First: let’s not further debate, it’s better to get going.
Stop rethinking the way: why not just go ahead.
Don’t try rewriting the social contract: let’s make the best of the one we have.
Don’t change the structure: let’s take advantage of what we’ve already got.
We don’t need any more tools, we need the will to use them.
We don’t need a single policy on anything on the size of tomatoes on how to treat pigs en route to the slaughterhouse, not because they aren’t important issues, but because each country can take care of them and because Europe is not a place renowned for having many people who mistreat pigs and certainly there is not shortage of states and governments concerned about the size of tomatoes.
We need instead to concentrate our efforts in a few areas that will set the difference, where our union will set the difference: research is one of those areas.

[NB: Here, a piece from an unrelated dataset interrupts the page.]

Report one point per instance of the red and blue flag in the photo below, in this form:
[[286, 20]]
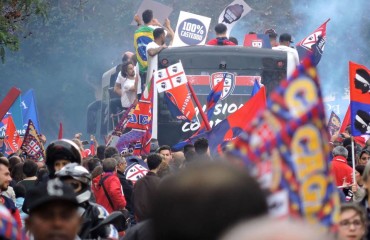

We, the newspapers that have joined Atomium-EISMD, will do our job; we know how to do it and we are willing to do it. The same applies to researchers and companies in this room and all this for the success for this substantial initiative. But Europe as a whole needs to take a big leap forward especially in one field: will power, political will. We already know how to do things, now it’s just a matter of wanting to do them and taking all the European point of view and that’s no small task. Thank you very much.